L’article de The Lancet mentionne en effet que les condylomes ont reculé 48 % chez les garçons de 15-19 ans et de 32 % chez les jeunes hommes de 20-24 ans. «Nos résultats montrent des preuves convaincantes que les programmes de vaccination contre le VPH ont des impacts substantiels», conclut d’ailleurs le texte. Au point où l’on peut désormais envisager l’«élimination du cancer du col de l’utérus en tant que problème de santé publique, dit M. Brisson. Ça ne baissera jamais à zéro [et le VPH ne disparaîtra pas, donc il faudra poursuivre la vaccination, ndlr], mais ce cancer-là pourrait devenir suffisamment rare pour qu’il ne soit plus considéré comme un problème de santé publique».
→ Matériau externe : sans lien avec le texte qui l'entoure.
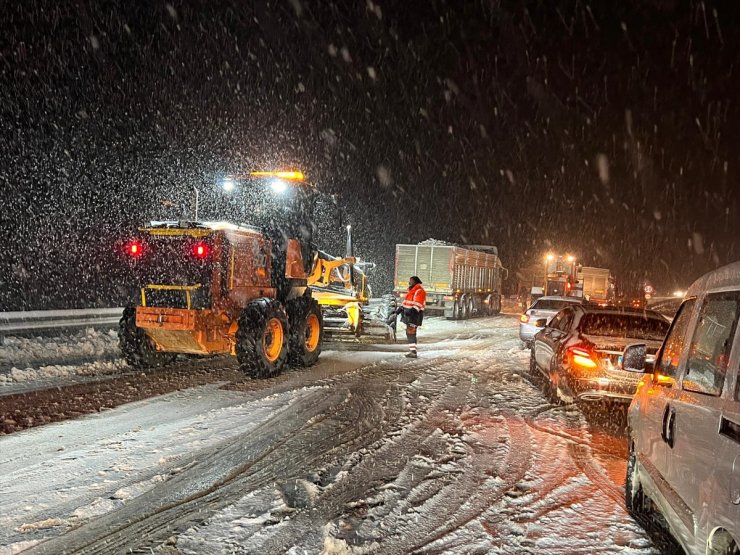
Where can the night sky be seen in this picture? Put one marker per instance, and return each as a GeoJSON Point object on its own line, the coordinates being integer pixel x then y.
{"type": "Point", "coordinates": [610, 130]}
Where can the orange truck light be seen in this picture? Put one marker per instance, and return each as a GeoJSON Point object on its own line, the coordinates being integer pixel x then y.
{"type": "Point", "coordinates": [287, 175]}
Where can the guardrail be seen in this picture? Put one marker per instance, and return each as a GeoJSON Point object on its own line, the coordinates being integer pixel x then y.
{"type": "Point", "coordinates": [43, 322]}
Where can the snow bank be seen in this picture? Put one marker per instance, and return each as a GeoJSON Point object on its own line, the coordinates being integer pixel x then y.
{"type": "Point", "coordinates": [82, 353]}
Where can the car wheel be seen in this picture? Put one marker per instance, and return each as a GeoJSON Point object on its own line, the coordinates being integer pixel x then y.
{"type": "Point", "coordinates": [634, 498]}
{"type": "Point", "coordinates": [532, 362]}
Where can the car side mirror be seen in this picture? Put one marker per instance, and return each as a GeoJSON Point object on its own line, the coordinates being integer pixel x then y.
{"type": "Point", "coordinates": [634, 358]}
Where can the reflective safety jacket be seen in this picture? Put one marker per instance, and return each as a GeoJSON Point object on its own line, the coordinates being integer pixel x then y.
{"type": "Point", "coordinates": [413, 305]}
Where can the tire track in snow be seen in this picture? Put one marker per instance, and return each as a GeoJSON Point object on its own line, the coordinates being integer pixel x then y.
{"type": "Point", "coordinates": [382, 465]}
{"type": "Point", "coordinates": [329, 421]}
{"type": "Point", "coordinates": [581, 455]}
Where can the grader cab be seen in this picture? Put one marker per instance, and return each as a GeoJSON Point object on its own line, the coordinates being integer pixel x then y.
{"type": "Point", "coordinates": [216, 288]}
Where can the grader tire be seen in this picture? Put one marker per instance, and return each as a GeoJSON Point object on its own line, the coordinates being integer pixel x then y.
{"type": "Point", "coordinates": [262, 339]}
{"type": "Point", "coordinates": [306, 331]}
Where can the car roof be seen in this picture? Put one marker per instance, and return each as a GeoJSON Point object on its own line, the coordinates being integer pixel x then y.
{"type": "Point", "coordinates": [621, 311]}
{"type": "Point", "coordinates": [721, 279]}
{"type": "Point", "coordinates": [558, 298]}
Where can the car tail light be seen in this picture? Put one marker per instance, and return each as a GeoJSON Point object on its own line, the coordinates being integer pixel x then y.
{"type": "Point", "coordinates": [200, 250]}
{"type": "Point", "coordinates": [135, 249]}
{"type": "Point", "coordinates": [582, 358]}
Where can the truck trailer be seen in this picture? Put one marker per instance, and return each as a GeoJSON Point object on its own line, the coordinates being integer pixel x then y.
{"type": "Point", "coordinates": [459, 281]}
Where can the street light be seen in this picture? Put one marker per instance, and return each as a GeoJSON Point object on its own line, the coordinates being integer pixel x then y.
{"type": "Point", "coordinates": [278, 186]}
{"type": "Point", "coordinates": [228, 184]}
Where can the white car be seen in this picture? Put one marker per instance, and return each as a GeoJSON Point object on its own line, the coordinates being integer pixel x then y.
{"type": "Point", "coordinates": [684, 421]}
{"type": "Point", "coordinates": [543, 308]}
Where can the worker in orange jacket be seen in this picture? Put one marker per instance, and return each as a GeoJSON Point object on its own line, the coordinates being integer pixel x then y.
{"type": "Point", "coordinates": [412, 312]}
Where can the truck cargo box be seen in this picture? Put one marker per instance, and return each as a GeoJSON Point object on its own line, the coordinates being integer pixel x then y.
{"type": "Point", "coordinates": [458, 280]}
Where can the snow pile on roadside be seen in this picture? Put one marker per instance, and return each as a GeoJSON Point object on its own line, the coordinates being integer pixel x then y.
{"type": "Point", "coordinates": [82, 353]}
{"type": "Point", "coordinates": [18, 375]}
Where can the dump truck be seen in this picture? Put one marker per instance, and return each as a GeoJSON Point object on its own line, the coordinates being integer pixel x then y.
{"type": "Point", "coordinates": [460, 281]}
{"type": "Point", "coordinates": [596, 285]}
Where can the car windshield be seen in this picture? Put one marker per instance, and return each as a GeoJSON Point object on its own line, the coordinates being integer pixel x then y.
{"type": "Point", "coordinates": [624, 325]}
{"type": "Point", "coordinates": [551, 304]}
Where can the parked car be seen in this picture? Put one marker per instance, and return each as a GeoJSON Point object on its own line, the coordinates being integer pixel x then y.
{"type": "Point", "coordinates": [544, 307]}
{"type": "Point", "coordinates": [579, 352]}
{"type": "Point", "coordinates": [684, 422]}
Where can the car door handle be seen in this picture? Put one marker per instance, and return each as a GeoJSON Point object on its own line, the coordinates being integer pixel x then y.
{"type": "Point", "coordinates": [668, 432]}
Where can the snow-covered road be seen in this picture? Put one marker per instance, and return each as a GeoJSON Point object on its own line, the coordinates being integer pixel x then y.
{"type": "Point", "coordinates": [368, 452]}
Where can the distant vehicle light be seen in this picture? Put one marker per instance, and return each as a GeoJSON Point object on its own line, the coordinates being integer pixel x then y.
{"type": "Point", "coordinates": [289, 175]}
{"type": "Point", "coordinates": [200, 250]}
{"type": "Point", "coordinates": [135, 249]}
{"type": "Point", "coordinates": [581, 357]}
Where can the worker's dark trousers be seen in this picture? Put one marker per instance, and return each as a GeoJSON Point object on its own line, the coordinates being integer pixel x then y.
{"type": "Point", "coordinates": [411, 337]}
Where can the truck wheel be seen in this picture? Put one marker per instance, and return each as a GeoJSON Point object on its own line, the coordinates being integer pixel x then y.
{"type": "Point", "coordinates": [262, 339]}
{"type": "Point", "coordinates": [489, 306]}
{"type": "Point", "coordinates": [465, 308]}
{"type": "Point", "coordinates": [306, 329]}
{"type": "Point", "coordinates": [456, 310]}
{"type": "Point", "coordinates": [137, 348]}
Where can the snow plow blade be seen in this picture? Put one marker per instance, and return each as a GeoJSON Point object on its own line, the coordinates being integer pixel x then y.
{"type": "Point", "coordinates": [336, 329]}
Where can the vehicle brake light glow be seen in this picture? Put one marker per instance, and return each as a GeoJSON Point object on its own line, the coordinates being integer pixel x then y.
{"type": "Point", "coordinates": [135, 248]}
{"type": "Point", "coordinates": [582, 357]}
{"type": "Point", "coordinates": [200, 250]}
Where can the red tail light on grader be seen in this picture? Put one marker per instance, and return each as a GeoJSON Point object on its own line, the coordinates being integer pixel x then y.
{"type": "Point", "coordinates": [218, 288]}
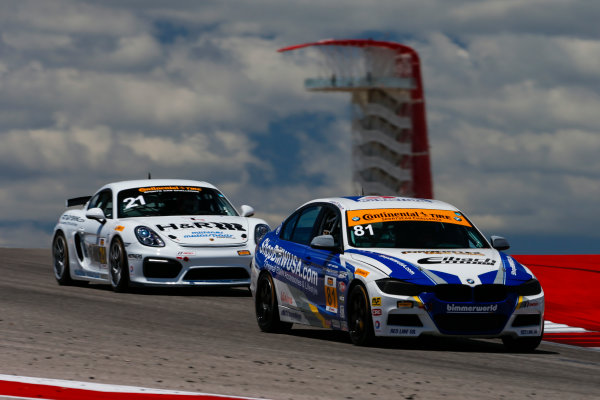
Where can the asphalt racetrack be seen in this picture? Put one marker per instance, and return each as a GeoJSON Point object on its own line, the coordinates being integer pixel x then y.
{"type": "Point", "coordinates": [208, 341]}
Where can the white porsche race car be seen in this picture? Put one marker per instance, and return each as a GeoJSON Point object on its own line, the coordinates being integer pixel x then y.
{"type": "Point", "coordinates": [155, 232]}
{"type": "Point", "coordinates": [394, 266]}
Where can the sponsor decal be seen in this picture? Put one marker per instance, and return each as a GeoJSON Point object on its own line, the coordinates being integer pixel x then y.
{"type": "Point", "coordinates": [330, 294]}
{"type": "Point", "coordinates": [400, 263]}
{"type": "Point", "coordinates": [292, 268]}
{"type": "Point", "coordinates": [362, 272]}
{"type": "Point", "coordinates": [456, 260]}
{"type": "Point", "coordinates": [404, 331]}
{"type": "Point", "coordinates": [224, 226]}
{"type": "Point", "coordinates": [286, 298]}
{"type": "Point", "coordinates": [291, 314]}
{"type": "Point", "coordinates": [408, 214]}
{"type": "Point", "coordinates": [170, 189]}
{"type": "Point", "coordinates": [404, 304]}
{"type": "Point", "coordinates": [71, 218]}
{"type": "Point", "coordinates": [529, 332]}
{"type": "Point", "coordinates": [513, 267]}
{"type": "Point", "coordinates": [527, 303]}
{"type": "Point", "coordinates": [459, 308]}
{"type": "Point", "coordinates": [390, 198]}
{"type": "Point", "coordinates": [458, 252]}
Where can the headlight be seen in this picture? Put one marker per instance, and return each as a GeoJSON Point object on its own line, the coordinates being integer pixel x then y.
{"type": "Point", "coordinates": [260, 231]}
{"type": "Point", "coordinates": [148, 237]}
{"type": "Point", "coordinates": [398, 287]}
{"type": "Point", "coordinates": [529, 288]}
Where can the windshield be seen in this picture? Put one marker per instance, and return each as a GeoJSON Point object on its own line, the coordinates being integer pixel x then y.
{"type": "Point", "coordinates": [172, 200]}
{"type": "Point", "coordinates": [412, 229]}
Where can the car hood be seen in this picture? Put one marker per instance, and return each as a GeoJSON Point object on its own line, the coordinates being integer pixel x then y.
{"type": "Point", "coordinates": [427, 267]}
{"type": "Point", "coordinates": [211, 230]}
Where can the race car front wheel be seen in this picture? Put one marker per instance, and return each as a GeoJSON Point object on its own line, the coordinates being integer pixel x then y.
{"type": "Point", "coordinates": [60, 258]}
{"type": "Point", "coordinates": [267, 312]}
{"type": "Point", "coordinates": [119, 274]}
{"type": "Point", "coordinates": [360, 322]}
Mentionnons que l’article de M. Brisson et Mme Drolet figure parmi les 100 recherches qui ont le plus «fait jaser» en 2019, d’après un palmarès de la firme Altmetric, qui se spécialise dans la mesure de l’impact qu’on les études scientifiques sur le Web. La méta-analyse s’y est classée au 92e rang sur un total de 1,3 million de travaux scientifiques.